Concepedia

Publication | Closed Access

The dissimilarity of species interaction networks

508

Citations

65

References

2012

Year

TLDR

Global change and shifting community structures make it essential to quantify how species interactions vary across space and time, yet this has been limited by the difficulty of measuring interaction network dissimilarity. The authors propose a general framework to assess species interaction network dissimilarity across time, space, or environments using both quantitative and qualitative data, and outline a research agenda for a biogeographical theory of interactions.
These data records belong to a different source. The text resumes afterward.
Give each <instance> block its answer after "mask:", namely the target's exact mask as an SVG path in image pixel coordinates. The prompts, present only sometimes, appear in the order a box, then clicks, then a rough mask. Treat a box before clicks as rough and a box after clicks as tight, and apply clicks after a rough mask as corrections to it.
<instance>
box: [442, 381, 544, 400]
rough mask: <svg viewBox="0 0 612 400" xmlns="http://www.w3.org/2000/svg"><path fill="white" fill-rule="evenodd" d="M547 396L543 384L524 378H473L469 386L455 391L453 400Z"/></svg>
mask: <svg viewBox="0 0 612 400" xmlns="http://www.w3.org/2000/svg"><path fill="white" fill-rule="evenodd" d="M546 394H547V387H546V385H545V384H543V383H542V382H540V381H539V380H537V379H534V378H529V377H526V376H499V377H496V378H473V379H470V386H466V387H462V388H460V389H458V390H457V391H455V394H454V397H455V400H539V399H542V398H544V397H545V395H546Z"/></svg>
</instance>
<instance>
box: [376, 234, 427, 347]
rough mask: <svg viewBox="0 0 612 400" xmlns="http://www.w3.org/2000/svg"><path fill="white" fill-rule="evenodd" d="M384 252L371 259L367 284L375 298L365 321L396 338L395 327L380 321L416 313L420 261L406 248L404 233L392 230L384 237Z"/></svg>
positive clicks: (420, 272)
The framework decomposes dissimilarity into interaction and species turnover components, enabling direct comparison with standard β‑diversity metrics. Applying the method to a large host–parasite dataset shows that scaling community β‑diversity to interaction β‑diversity requires only a minor methodological adjustment, and the approach can be extended to other ecological contexts.

Abstract

Abstract In a context of global changes, and amidst the perpetual modification of community structure undergone by most natural ecosystems, it is more important than ever to understand how species interactions vary through space and time. The integration of biogeography and network theory will yield important results and further our understanding of species interactions. It has, however, been hampered so far by the difficulty to quantify variation among interaction networks. Here, we propose a general framework to study the dissimilarity of species interaction networks over time, space or environments, allowing both the use of quantitative and qualitative data. We decompose network dissimilarity into interactions and species turnover components, so that it is immediately comparable to common measures of β ‐diversity. We emphasise that scaling up β ‐diversity of community composition to the β ‐diversity of interactions requires only a small methodological step, which we foresee will help empiricists adopt this method. We illustrate the framework with a large dataset of hosts and parasites interactions and highlight other possible usages. We discuss a research agenda towards a biogeographical theory of species interactions.